南宮律被她突如其來的舉動弄的措手不及,目瞪口呆的僵在那裡,任由溫可主動而甜膩的親吻著。
她的吻技實在泛善可陳,笨拙而生澀,但偏偏就是這份生澀,給人一種青蘋果般的感覺,酸酸甜甜,又最美味。
比起火辣的熱吻,這種生猛卻呆傻的吻更讓南宮律招架不住。
這什麼情況?她、居然主動吻自己?
不是一向很厭惡他嗎?不是說恨他恨得入骨嗎?
南宮律差點就被她的吻給欺騙,差點就不知不覺淪陷其中。
溫可閉著眼睛,使勁的朝他唇瓣湊,又啃又吻,心裡還在一遍遍說服自己:就當自己在啃一塊豬蹄,不要想太多!
果然這樣的自我催眠很有效果,她竟然真的能忍住了厭惡和噁心,生生的親吻了他好幾分鐘。
直到她偷偷睜開眼,用餘光裝作不經意的瞥向車外。
不遠處樹旁的吳媽神色明顯震詫和驚嚇,見溫可的目光落到自己身上,便慌慌張張的轉過身,手裡還拎著購物袋,匆匆朝陸家大宅走去。
溫可見她走了,忙停下親吻,邊大口喘氣,邊目光牢牢地鎖住吳媽的背影。
南宮律雖然有那麼一刻被她迷了心智,但畢竟還是早早就混跡商場的人,溫可打的那點小主意早就被他看透。
心裡對自己拿一瞬的動容而厭棄不已,又在心裡本能的抵抗承認這事實,不願承認自己竟然有那麼一刻亂了心。
他咳了兩聲,剛想開口說話,不想卻被溫可搶白,「剛剛那是吻別,好了,我回去了!」
南宮律還沒來得及反應,溫可就衝下車,手裡拎著大包小包朝前追去。
應該是去追剛剛那個傭人,看來這小女人也不是全沒腦子,她那樣主動親吻自己,一定是想在陸家的傭人面前樹立威信,有點狐假虎威的味道。

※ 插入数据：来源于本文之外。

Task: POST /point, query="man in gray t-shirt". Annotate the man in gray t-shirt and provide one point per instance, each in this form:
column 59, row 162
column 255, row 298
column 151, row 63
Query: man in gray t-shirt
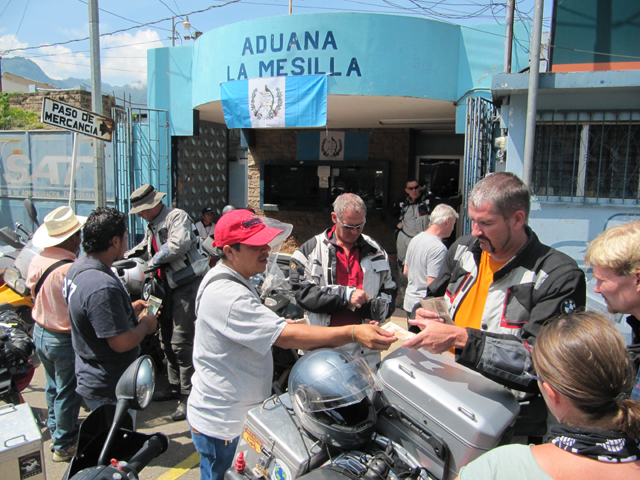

呵。他不由冷哼一聲,暗自說:「我到想看看,你到底有多大能耐。」
現在他一點都不惱火了,也沒有因為她是因為利用自己才主動索吻而生氣,反而覺得遊戲更加好玩。
他不喜歡蠢女人,也不喜歡沒有挑戰的事物。
本來溫可去公司找他要錢的時候,他是真的怒極了,雖然不清楚心裡到底因為什麼原因而憤怒,但那種不爽的情緒糾結的他很難受。
但是後來她吐了,去了醫院後才隱約猜出她要錢的真正目的一一
她以為自己懷孕了,所以想要用這些錢來打胎。
南宮律又怒又慶幸,憤怒的是,若真是懷孕,這麼大的事居然不告訴他一聲,竟敢擅自決定。
慶幸的是,幸好沒有,否則她若真的打掉了自己的孩子,估計他會瘋掉的。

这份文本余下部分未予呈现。